Despite the flared up conflict, in September 2003 Semigin was included in the federal electoral list of the CPRF in the parliamentary elections (number 18), a number of functionaries of the NPSR were also included in the list of the CPRF, but in impassable places. In December 2003, at the Congress of the CPRF, Semigin was nominated as a candidate from the Communist Party in the Presidential elections in Russia on March 14, 2004. On December 28, 2003, the Congress of the Communist Party of the Russian Federation approved Nikolay Kharitonov as a candidate by a small majority of delegates' votes, who received 123 votes. Semigin got 105 votes, three delegates voted against all. Later, the chairman of the Central Control and Auditing Commission of the CPRF, Vladimir Nikitin, described the attempt to nominate Semigin as a course towards an alliance with the patriotic bourgeoisie as opposed to an alliance with the peasantry.

On January 14, 2004, Gennady Zyuganov and Vladimir Nikitin's "Appeal to all party organizations of the Communist Party" was published, in which Semigin was already clearly accused of bribing the secretaries of regional organizations of the CPRF and was called a "presumptuous businessman." All organizations of the CPRF were ordered to "resist attempts to destroy the party, turning it into a servant of capital and the current regime."

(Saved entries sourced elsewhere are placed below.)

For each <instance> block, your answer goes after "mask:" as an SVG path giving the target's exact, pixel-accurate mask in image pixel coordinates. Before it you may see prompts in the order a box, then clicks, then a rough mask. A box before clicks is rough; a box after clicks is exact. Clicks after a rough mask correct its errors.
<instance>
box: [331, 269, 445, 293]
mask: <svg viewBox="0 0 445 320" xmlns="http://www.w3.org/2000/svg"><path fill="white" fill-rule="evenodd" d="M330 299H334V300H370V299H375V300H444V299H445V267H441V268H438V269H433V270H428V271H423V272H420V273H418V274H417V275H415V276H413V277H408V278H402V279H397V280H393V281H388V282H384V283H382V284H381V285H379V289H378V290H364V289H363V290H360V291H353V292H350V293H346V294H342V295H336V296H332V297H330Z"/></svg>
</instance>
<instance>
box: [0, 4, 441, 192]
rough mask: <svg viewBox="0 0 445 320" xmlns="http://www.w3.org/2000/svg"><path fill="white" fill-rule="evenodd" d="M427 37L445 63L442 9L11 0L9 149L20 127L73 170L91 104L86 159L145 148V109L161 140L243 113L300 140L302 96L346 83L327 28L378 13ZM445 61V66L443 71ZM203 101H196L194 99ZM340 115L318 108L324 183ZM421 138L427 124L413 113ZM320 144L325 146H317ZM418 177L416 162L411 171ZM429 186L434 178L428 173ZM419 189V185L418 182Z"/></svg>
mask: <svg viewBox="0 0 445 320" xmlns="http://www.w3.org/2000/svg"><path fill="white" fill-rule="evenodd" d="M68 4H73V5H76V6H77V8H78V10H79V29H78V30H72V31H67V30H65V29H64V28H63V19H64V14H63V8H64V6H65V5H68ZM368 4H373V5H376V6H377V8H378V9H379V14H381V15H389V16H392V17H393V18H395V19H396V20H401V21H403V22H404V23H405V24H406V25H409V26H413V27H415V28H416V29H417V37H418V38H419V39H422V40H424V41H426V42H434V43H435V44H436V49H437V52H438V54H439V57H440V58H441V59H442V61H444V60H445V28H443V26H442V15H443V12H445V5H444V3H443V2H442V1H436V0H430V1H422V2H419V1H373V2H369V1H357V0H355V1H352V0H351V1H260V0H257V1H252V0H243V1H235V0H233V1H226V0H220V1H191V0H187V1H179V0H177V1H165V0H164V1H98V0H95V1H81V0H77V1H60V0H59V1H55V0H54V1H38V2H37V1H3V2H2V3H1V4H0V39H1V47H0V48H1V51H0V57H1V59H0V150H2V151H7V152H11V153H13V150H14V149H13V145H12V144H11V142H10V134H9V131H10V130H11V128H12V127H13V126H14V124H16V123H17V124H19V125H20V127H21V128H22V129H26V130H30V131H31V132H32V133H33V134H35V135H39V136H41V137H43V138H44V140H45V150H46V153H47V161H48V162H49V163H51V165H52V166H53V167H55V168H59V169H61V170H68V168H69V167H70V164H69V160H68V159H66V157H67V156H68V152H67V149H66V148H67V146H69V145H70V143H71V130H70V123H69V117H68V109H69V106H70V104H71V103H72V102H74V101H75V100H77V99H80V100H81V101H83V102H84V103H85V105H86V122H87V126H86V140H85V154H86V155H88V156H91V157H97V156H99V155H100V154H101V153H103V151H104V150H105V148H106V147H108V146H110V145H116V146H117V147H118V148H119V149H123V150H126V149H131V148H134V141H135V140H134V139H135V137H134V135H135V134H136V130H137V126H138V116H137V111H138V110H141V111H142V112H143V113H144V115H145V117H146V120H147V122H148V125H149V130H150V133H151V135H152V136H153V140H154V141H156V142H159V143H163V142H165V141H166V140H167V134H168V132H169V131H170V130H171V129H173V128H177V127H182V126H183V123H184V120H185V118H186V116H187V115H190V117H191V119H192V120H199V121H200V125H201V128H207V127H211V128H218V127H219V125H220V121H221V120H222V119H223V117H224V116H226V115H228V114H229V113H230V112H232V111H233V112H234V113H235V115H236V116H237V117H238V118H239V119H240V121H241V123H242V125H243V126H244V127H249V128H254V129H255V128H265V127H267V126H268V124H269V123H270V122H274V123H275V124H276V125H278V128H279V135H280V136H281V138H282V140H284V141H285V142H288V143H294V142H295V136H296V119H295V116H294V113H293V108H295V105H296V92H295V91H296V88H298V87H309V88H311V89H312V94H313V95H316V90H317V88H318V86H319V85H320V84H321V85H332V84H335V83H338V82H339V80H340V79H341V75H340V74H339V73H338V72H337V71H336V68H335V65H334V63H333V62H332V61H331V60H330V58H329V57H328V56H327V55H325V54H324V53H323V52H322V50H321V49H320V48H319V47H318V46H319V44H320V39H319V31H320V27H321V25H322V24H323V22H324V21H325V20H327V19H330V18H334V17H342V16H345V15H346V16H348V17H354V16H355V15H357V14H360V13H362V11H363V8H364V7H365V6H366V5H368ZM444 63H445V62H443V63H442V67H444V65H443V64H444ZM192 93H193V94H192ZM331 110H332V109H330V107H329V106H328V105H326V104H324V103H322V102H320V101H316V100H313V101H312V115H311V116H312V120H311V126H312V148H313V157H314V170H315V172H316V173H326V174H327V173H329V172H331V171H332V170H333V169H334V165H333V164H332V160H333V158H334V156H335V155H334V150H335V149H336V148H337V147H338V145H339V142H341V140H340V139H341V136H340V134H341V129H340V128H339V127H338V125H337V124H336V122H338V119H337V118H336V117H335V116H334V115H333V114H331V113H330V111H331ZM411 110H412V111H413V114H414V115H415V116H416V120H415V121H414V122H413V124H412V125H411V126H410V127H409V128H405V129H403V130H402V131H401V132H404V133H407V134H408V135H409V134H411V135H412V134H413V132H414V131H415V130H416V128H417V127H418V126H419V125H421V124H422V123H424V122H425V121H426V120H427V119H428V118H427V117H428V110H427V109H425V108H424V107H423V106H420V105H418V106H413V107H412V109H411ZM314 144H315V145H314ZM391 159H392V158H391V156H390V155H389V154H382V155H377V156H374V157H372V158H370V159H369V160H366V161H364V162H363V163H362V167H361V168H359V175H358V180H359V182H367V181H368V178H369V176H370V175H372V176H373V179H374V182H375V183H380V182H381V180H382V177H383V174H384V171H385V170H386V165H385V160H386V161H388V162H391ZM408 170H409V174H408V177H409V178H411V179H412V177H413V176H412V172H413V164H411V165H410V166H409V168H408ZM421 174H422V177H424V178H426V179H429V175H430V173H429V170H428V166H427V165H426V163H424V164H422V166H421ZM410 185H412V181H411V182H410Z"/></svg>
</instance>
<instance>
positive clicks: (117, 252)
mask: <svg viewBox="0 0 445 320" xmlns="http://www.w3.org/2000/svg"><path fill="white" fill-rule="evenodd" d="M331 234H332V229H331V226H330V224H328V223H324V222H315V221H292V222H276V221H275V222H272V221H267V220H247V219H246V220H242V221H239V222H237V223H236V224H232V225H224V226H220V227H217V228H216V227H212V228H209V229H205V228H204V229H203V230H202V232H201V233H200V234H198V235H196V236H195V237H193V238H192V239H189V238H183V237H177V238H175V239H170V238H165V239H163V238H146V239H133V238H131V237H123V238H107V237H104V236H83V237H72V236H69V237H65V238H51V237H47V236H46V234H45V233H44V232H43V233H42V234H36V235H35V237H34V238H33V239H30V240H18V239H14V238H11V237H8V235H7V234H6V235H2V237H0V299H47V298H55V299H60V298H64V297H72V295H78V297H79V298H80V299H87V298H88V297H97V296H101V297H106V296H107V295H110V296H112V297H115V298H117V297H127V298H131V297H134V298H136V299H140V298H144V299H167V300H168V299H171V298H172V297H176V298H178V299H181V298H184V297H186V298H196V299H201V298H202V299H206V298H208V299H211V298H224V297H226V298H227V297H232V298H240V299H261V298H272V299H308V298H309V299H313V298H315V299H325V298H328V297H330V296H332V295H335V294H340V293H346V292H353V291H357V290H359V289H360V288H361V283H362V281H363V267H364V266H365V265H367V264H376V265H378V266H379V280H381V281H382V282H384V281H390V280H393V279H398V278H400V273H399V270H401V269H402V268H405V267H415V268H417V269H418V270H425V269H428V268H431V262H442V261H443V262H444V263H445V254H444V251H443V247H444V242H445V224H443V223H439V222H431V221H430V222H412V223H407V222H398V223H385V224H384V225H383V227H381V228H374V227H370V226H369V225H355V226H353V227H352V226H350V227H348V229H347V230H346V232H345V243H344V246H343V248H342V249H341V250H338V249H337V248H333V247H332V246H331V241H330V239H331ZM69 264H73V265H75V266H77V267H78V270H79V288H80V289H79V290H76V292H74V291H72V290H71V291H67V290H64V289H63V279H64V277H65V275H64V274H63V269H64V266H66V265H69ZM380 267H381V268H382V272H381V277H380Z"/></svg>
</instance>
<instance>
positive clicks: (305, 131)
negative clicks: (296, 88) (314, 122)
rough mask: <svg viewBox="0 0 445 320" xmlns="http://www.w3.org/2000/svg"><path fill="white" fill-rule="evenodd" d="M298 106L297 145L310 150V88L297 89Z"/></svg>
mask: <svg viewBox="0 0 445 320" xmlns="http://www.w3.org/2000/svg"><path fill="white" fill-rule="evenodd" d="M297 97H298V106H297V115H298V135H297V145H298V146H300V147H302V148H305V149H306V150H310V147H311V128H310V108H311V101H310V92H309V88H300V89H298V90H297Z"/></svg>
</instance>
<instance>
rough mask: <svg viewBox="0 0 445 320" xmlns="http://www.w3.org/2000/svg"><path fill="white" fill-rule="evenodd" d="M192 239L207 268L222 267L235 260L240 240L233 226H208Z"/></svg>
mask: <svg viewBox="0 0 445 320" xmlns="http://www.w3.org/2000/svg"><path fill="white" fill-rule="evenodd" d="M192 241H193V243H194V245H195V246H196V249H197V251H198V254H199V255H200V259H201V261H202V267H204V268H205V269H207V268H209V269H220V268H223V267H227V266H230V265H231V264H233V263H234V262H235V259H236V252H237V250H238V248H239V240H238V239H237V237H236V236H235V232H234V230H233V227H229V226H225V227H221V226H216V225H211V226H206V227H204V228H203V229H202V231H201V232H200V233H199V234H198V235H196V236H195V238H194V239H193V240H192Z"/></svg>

On May 18, 2004, the Presidium of the Central Committee of the CPRF expelled Semigin from the party by a majority vote. On May 19, 2004, Semigin announced his withdrawal from the Communist Party faction in the State Duma.

On July 1, 2004, at a meeting of the coordination council, Zyuganov was removed from his post as chairman and expelled from the NPSR. Together with him, Valentin Kuptsov, Ivan Melnikov and Nikolay Kharitonov were expelled.

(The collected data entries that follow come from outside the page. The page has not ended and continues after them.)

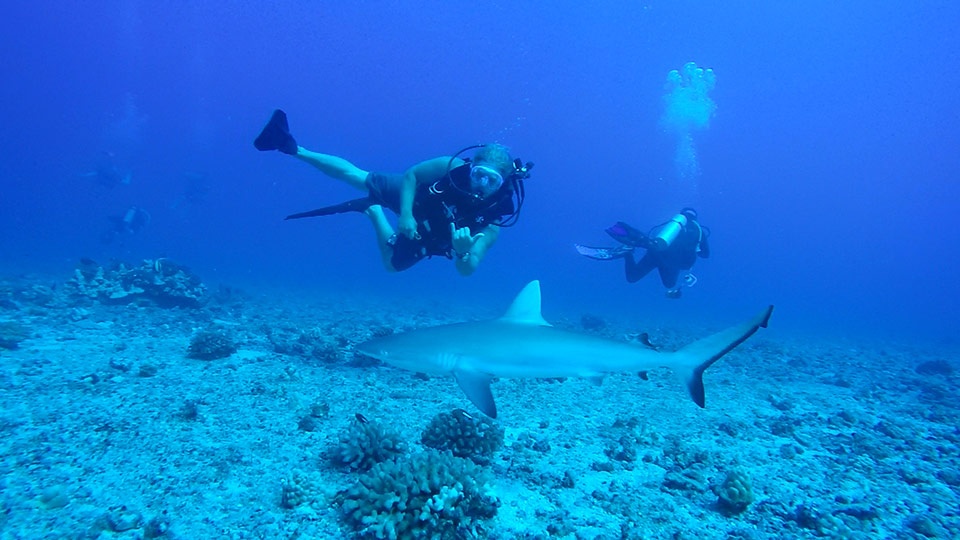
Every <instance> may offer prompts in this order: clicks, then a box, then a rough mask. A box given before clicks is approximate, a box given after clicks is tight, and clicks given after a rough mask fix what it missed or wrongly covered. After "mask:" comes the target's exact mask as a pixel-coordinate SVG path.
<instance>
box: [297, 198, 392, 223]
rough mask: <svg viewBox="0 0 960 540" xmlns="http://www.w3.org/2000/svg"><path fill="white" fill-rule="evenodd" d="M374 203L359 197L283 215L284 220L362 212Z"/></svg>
mask: <svg viewBox="0 0 960 540" xmlns="http://www.w3.org/2000/svg"><path fill="white" fill-rule="evenodd" d="M375 204H377V202H376V201H374V200H373V199H372V198H371V197H361V198H359V199H353V200H351V201H347V202H342V203H340V204H334V205H332V206H324V207H323V208H317V209H316V210H309V211H307V212H300V213H299V214H290V215H289V216H287V217H285V218H284V220H287V219H301V218H305V217H319V216H332V215H334V214H345V213H347V212H364V211H366V209H367V208H370V207H371V206H373V205H375Z"/></svg>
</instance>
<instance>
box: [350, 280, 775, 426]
mask: <svg viewBox="0 0 960 540" xmlns="http://www.w3.org/2000/svg"><path fill="white" fill-rule="evenodd" d="M772 312H773V306H768V307H767V308H765V309H764V310H763V311H762V312H760V314H758V315H757V316H756V317H754V318H753V319H751V320H749V321H747V322H745V323H742V324H739V325H736V326H732V327H730V328H727V329H726V330H722V331H720V332H717V333H716V334H713V335H711V336H709V337H706V338H703V339H700V340H698V341H695V342H693V343H691V344H689V345H687V346H685V347H683V348H681V349H680V350H678V351H674V352H657V351H654V350H652V349H650V348H648V347H644V346H643V345H640V344H636V343H628V342H621V341H615V340H611V339H605V338H601V337H596V336H591V335H586V334H580V333H577V332H570V331H566V330H560V329H558V328H554V327H553V326H551V325H550V323H548V322H547V321H545V320H544V319H543V316H542V315H541V314H540V282H539V281H531V282H530V283H528V284H527V286H526V287H524V288H523V290H522V291H520V294H518V295H517V297H516V298H515V299H514V301H513V304H511V306H510V309H508V310H507V313H506V314H505V315H504V316H503V317H500V318H499V319H494V320H491V321H480V322H463V323H455V324H446V325H442V326H434V327H430V328H423V329H418V330H412V331H410V332H404V333H399V334H393V335H390V336H386V337H382V338H377V339H373V340H370V341H367V342H365V343H362V344H360V345H359V346H358V347H357V351H358V352H360V353H361V354H364V355H367V356H370V357H373V358H376V359H378V360H381V361H383V362H385V363H387V364H390V365H393V366H396V367H399V368H403V369H407V370H410V371H414V372H419V373H426V374H430V375H453V377H454V379H456V381H457V384H459V385H460V388H461V389H463V392H464V393H465V394H466V395H467V397H468V398H469V399H470V401H471V402H473V404H474V405H475V406H476V407H477V408H478V409H480V411H482V412H483V413H484V414H486V415H487V416H489V417H490V418H496V417H497V406H496V403H494V400H493V393H492V392H491V391H490V381H491V380H492V379H494V378H531V379H541V378H544V379H545V378H555V377H584V378H588V379H592V380H594V381H596V382H599V381H601V380H602V378H603V376H604V375H608V374H610V373H623V372H645V371H648V370H651V369H655V368H661V367H666V368H670V369H671V370H672V371H673V372H674V373H675V374H676V375H678V376H679V377H680V379H681V380H682V381H683V382H684V383H685V384H686V386H687V390H688V392H689V393H690V397H691V398H693V401H694V402H695V403H696V404H697V405H699V406H700V407H703V406H704V390H703V372H704V370H706V369H707V368H708V367H710V366H711V365H713V363H714V362H716V361H717V360H719V359H720V358H721V357H722V356H723V355H725V354H727V353H728V352H730V351H731V350H733V348H734V347H736V346H737V345H739V344H741V343H743V342H744V341H745V340H746V339H747V338H749V337H750V336H752V335H753V334H754V333H755V332H756V331H757V330H758V329H760V328H766V327H767V321H769V320H770V314H771V313H772Z"/></svg>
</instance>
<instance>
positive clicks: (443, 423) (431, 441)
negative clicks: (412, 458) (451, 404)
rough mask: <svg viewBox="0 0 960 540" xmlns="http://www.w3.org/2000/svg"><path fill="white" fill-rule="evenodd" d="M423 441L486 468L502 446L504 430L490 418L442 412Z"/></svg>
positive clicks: (427, 444)
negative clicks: (494, 453)
mask: <svg viewBox="0 0 960 540" xmlns="http://www.w3.org/2000/svg"><path fill="white" fill-rule="evenodd" d="M420 441H421V442H422V443H423V444H424V445H426V446H429V447H430V448H436V449H437V450H440V451H445V450H449V451H450V452H451V453H453V455H454V456H457V457H463V458H470V459H472V460H473V461H474V462H475V463H478V464H480V465H486V464H488V463H489V462H490V458H491V457H492V456H493V453H494V452H496V451H497V450H499V449H500V447H501V446H503V429H501V428H500V427H498V426H497V425H495V424H494V423H493V422H492V421H491V420H490V419H488V418H477V417H474V416H471V415H470V414H467V413H466V412H465V411H463V410H461V409H454V410H453V412H450V413H440V414H438V415H437V416H435V417H433V420H431V421H430V425H428V426H427V428H426V429H425V430H423V434H422V435H421V436H420Z"/></svg>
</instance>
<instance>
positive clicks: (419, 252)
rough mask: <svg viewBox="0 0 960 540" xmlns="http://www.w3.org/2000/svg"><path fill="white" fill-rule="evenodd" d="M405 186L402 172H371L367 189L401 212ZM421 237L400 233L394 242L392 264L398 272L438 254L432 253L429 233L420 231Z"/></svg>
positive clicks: (369, 176)
mask: <svg viewBox="0 0 960 540" xmlns="http://www.w3.org/2000/svg"><path fill="white" fill-rule="evenodd" d="M402 187H403V175H402V174H383V173H375V172H371V173H368V174H367V190H368V191H369V193H370V198H371V199H373V200H374V201H376V203H377V204H379V205H381V206H384V207H385V208H389V209H390V210H392V211H393V213H395V214H399V213H400V190H401V188H402ZM420 234H421V236H420V238H412V239H411V238H407V237H406V236H403V235H400V234H398V235H397V236H396V237H395V240H394V243H393V246H392V248H393V255H392V256H391V257H390V264H391V265H392V266H393V269H394V270H396V271H397V272H402V271H404V270H406V269H408V268H410V267H411V266H413V265H415V264H417V263H418V262H420V261H421V260H423V259H425V258H427V257H431V256H433V255H437V253H431V252H430V249H429V247H428V242H427V241H428V238H426V236H427V235H429V233H428V232H427V231H422V230H421V231H420Z"/></svg>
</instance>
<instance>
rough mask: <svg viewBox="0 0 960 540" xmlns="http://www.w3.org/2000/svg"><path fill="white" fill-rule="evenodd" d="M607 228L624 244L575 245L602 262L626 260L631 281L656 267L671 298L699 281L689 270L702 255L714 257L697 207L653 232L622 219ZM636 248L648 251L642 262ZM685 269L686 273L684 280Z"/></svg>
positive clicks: (608, 233)
mask: <svg viewBox="0 0 960 540" xmlns="http://www.w3.org/2000/svg"><path fill="white" fill-rule="evenodd" d="M606 231H607V234H609V235H610V236H612V237H613V239H614V240H616V241H618V242H620V244H621V245H619V246H616V247H611V248H597V247H588V246H583V245H580V244H574V246H575V247H576V248H577V251H578V252H579V253H580V254H581V255H584V256H585V257H589V258H591V259H596V260H598V261H610V260H614V259H624V261H625V269H626V276H627V281H629V282H630V283H635V282H637V281H639V280H640V279H642V278H643V277H644V276H646V275H647V274H649V273H650V271H651V270H653V269H654V268H656V269H657V271H658V272H659V274H660V281H661V282H662V283H663V286H664V287H666V288H667V296H668V297H669V298H680V296H681V291H682V289H683V287H692V286H693V285H694V284H696V282H697V278H696V276H694V275H693V274H691V273H690V272H689V270H690V269H691V268H693V264H694V263H695V262H696V261H697V258H698V257H700V258H704V259H705V258H707V257H709V256H710V244H709V243H708V242H707V238H708V237H709V236H710V229H708V228H706V227H704V226H702V225H700V222H699V221H697V211H696V210H694V209H693V208H684V209H683V210H681V211H680V213H679V214H677V215H675V216H673V217H672V218H670V220H669V221H667V222H664V223H661V224H660V225H657V226H655V227H653V229H651V230H650V233H649V234H644V233H643V232H641V231H638V230H637V229H635V228H633V227H631V226H630V225H628V224H626V223H624V222H622V221H618V222H617V223H616V224H615V225H613V226H612V227H609V228H607V230H606ZM636 248H642V249H645V250H646V253H644V255H643V257H642V258H641V259H640V260H639V261H638V260H636V259H635V258H634V250H635V249H636ZM681 272H684V275H683V280H682V281H680V273H681ZM678 281H680V283H679V284H678Z"/></svg>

In Prokhanov's novel "Politolog", which describes these and other events, a character named Semizhenov appears (a millionaire trying to take control of the patriotic movement). Its prototype is Semigin.

== NPSR after 2004 ==
Later, the NPSR became part of the center-left coalition "Patriots of Russia" of Semigin, and practically lost its political significance.

== Goals and ideology of the NPSR ==
Ideology - patriotism, statehood, social justice.

- In the social sphere: guarantees of free medical care, as well as secondary and higher education. Elimination of unfair property and social stratification in society;
- Election of government bodies as the most important principle of state functioning;
- Preservation of the state integrity and territorial unity of the country;
- Ensuring the peaceful, non-violent development of the political process;
- In the economy: the return under state control of strategically important sectors; reducing the tax burden on domestic producers; transition to state pricing for a number of important goods and services; revising the results of privatization and canceling all transactions in violation of the law; ensuring real equality of all forms of ownership; suppression of illegal export of capital abroad; combating dollarization of the economy; restructuring of external debt.